Debía ganar tiempo y  entonces se le ocurrió algo. Accedería a los deseos del verdugo si la sacaba de aquella ratonera donde la tenía presa a la zona más amplia de la sala. “Puedes hacerme lo que quieras pero por favor, te ruego que me dejes salir de aquí porque no puedo apenas respirar, me estoy ahogando» – trató de convencerle.

Sin mediar palabra, él abrió la puerta de acceso al servicio y la llevó a la amplia estancia de la sala. Se apoyó ella contra la pared de puertas acristaladas; la luz de la noche se colaba tenuemente tenuemente por ellas.
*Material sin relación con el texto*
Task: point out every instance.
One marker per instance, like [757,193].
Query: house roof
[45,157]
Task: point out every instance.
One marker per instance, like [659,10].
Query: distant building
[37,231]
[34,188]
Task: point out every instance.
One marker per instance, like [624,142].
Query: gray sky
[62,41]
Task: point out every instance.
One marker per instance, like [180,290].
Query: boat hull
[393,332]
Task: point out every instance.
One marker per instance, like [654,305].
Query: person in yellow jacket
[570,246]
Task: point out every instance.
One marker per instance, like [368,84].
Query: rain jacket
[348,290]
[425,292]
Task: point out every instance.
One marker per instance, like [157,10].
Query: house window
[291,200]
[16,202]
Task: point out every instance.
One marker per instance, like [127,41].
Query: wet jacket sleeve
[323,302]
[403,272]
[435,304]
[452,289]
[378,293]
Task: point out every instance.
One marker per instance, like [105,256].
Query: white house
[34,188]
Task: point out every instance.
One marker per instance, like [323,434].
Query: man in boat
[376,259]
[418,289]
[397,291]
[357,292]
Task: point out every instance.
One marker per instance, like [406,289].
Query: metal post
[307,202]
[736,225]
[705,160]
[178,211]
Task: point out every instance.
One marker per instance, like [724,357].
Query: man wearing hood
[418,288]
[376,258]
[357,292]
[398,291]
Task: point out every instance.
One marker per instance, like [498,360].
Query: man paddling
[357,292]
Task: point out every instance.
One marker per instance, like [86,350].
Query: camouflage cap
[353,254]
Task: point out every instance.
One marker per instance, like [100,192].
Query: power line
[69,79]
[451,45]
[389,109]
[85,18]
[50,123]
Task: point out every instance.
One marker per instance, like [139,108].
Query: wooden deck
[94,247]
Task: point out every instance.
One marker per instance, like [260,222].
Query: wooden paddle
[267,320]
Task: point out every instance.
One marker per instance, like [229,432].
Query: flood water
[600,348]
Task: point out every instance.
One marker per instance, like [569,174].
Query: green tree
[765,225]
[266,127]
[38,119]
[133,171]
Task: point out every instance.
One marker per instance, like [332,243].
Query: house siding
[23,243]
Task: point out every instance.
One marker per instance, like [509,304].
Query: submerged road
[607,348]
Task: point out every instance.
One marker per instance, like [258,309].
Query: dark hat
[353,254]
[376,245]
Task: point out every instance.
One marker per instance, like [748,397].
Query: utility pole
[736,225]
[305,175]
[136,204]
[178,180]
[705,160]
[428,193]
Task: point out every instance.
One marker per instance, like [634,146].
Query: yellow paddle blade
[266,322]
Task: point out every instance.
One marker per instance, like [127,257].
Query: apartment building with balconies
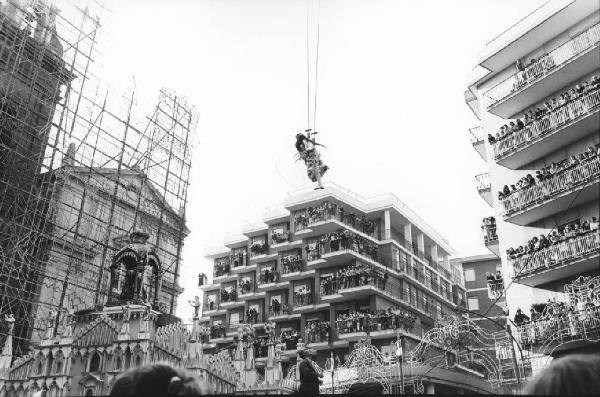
[536,94]
[327,269]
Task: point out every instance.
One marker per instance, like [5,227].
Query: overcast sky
[390,102]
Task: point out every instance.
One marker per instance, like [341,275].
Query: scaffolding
[81,167]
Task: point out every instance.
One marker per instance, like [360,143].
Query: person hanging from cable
[307,151]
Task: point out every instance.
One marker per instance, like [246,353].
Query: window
[95,363]
[470,275]
[473,304]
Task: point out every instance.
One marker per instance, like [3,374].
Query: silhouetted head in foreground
[158,380]
[577,374]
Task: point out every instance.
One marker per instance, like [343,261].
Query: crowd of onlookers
[290,339]
[489,229]
[252,316]
[557,317]
[342,239]
[268,275]
[327,211]
[291,263]
[258,248]
[238,258]
[317,331]
[222,267]
[280,237]
[218,331]
[557,167]
[374,320]
[245,286]
[551,106]
[303,296]
[277,308]
[495,283]
[228,295]
[570,231]
[354,275]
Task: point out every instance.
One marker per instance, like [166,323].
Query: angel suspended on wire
[307,151]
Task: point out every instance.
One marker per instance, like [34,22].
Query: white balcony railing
[543,66]
[549,122]
[548,188]
[560,253]
[579,325]
[483,181]
[476,134]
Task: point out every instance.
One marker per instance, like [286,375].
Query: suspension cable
[317,64]
[307,72]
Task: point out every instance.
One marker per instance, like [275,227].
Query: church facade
[81,353]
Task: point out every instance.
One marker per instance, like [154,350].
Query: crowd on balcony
[258,248]
[303,297]
[261,347]
[278,237]
[354,275]
[290,339]
[238,258]
[268,275]
[489,229]
[342,240]
[205,333]
[252,316]
[375,320]
[557,168]
[210,304]
[495,283]
[291,263]
[218,331]
[318,331]
[277,308]
[222,267]
[228,294]
[572,318]
[570,231]
[550,106]
[327,211]
[245,286]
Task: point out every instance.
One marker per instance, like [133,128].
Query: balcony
[562,332]
[283,241]
[569,188]
[565,259]
[382,327]
[577,57]
[490,238]
[484,187]
[284,314]
[551,132]
[477,140]
[330,217]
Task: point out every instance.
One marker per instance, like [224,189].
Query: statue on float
[135,273]
[306,146]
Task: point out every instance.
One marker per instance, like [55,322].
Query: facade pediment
[102,331]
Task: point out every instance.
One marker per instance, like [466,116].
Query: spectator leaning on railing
[550,106]
[570,231]
[551,171]
[375,320]
[579,315]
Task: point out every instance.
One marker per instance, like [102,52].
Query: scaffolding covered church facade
[81,167]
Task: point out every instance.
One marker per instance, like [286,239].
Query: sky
[390,104]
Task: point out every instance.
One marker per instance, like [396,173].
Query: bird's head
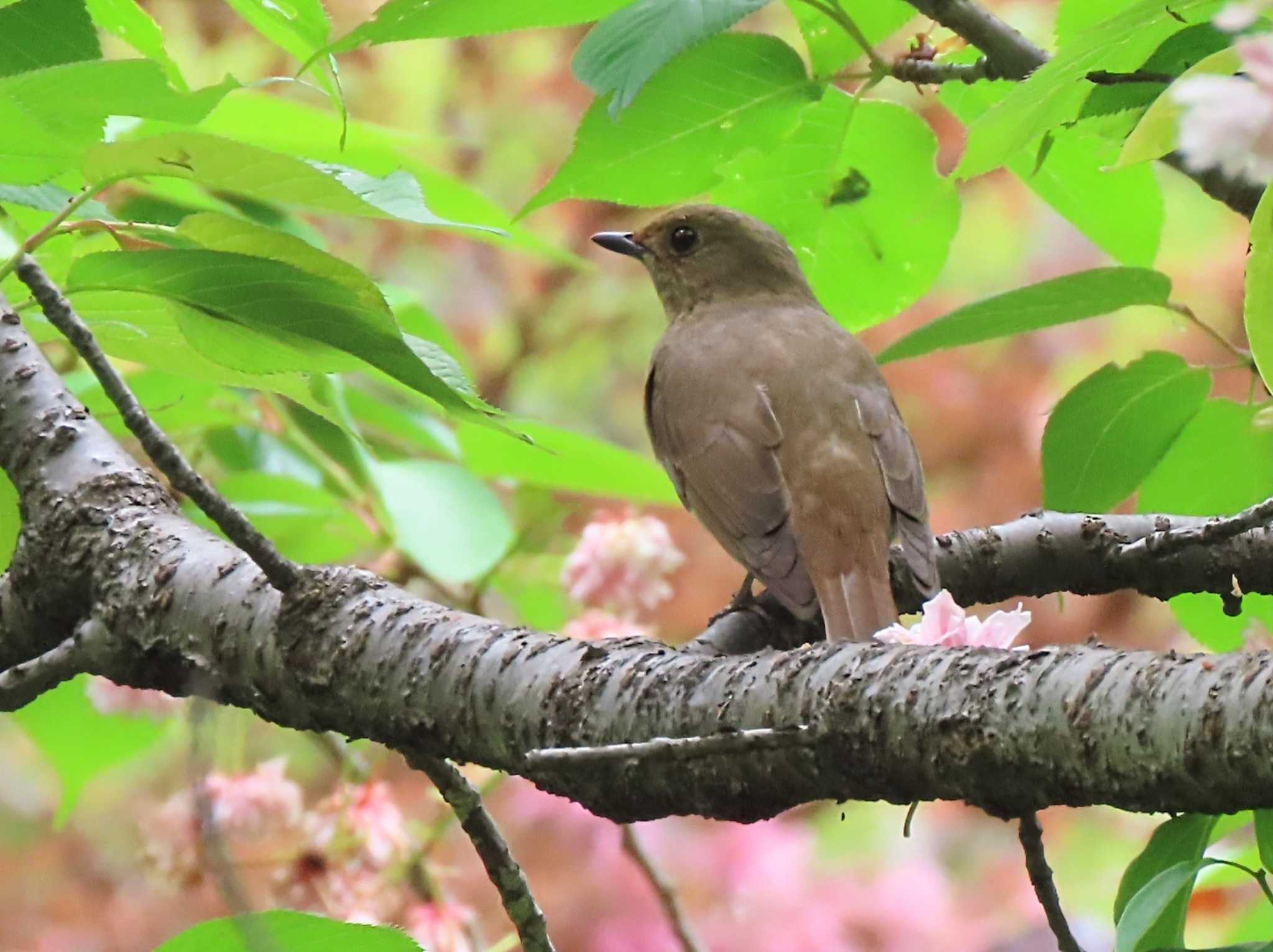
[698,254]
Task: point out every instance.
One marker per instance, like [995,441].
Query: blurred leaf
[288,932]
[80,743]
[856,193]
[223,165]
[420,19]
[307,523]
[1152,910]
[1111,429]
[11,521]
[136,27]
[1155,135]
[51,198]
[1258,303]
[1264,836]
[62,110]
[1046,304]
[29,43]
[176,404]
[1159,919]
[444,518]
[567,461]
[684,124]
[830,47]
[1054,93]
[1121,212]
[628,47]
[296,308]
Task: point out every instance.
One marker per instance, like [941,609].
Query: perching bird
[774,423]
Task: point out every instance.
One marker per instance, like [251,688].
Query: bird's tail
[856,603]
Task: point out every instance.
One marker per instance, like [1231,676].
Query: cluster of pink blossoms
[347,857]
[619,569]
[1228,121]
[945,623]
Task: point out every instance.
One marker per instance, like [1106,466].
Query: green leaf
[278,301]
[1220,464]
[1155,907]
[301,27]
[420,19]
[1177,843]
[1264,836]
[307,523]
[830,47]
[1054,93]
[51,198]
[684,124]
[1258,303]
[224,165]
[444,518]
[566,461]
[1111,429]
[1046,304]
[847,190]
[27,42]
[62,110]
[136,27]
[11,521]
[80,743]
[288,932]
[628,47]
[1155,135]
[1119,212]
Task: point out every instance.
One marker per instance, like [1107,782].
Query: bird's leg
[743,598]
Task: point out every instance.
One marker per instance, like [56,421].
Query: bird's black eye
[684,240]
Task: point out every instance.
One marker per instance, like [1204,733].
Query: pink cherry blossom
[1228,121]
[622,563]
[110,698]
[439,927]
[945,623]
[596,624]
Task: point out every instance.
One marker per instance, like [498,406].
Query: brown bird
[774,423]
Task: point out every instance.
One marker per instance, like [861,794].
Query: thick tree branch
[1011,732]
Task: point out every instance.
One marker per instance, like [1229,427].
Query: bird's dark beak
[623,242]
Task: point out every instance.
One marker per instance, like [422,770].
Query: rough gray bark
[162,603]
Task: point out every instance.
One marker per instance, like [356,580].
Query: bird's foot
[743,600]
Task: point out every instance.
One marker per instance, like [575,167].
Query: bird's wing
[904,483]
[722,459]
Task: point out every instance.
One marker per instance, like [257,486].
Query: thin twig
[1041,877]
[502,869]
[280,572]
[662,889]
[760,738]
[23,682]
[1168,541]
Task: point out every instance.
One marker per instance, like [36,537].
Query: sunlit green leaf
[628,47]
[1046,304]
[567,461]
[29,43]
[1111,428]
[684,124]
[136,27]
[1258,303]
[80,743]
[288,932]
[223,165]
[1055,92]
[856,193]
[419,19]
[1177,843]
[444,518]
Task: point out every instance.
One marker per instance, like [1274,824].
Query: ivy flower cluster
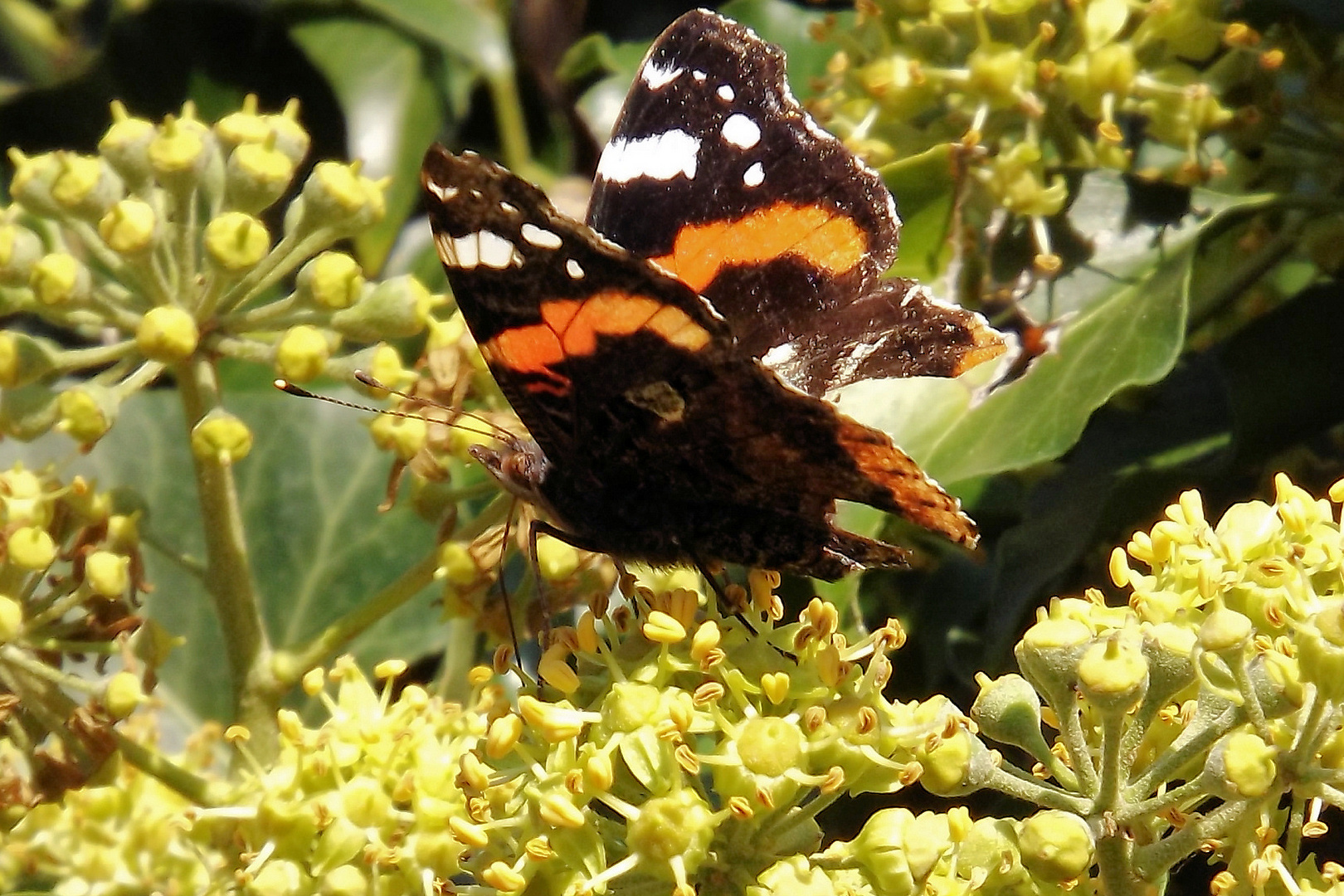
[1025,90]
[169,247]
[670,744]
[71,579]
Pensó cuál de aquellas puertas sería la de salida.

Buscando un milagro trató de deslizar cuidadosamente su espalda por los cristales, avanzando muy lentamente, de modo que su movimiento pasase desapercibido para el monstruo que tenía frente a sí.

Poco a poco, en un  ligero avance rozando la pared, sintió su espada liberada del cristal al que había empujado, cediendo la puerta batiente que al abrirse la lanzó fuera, a la calle, al fresco de la  noche que aspiró un instante antes de que su garganta liberase un grito desgarrador, un alarido salvaje capaz de despertar al vecindario entero.

 Arrancó el motor de su Mobylette roja. Era libre.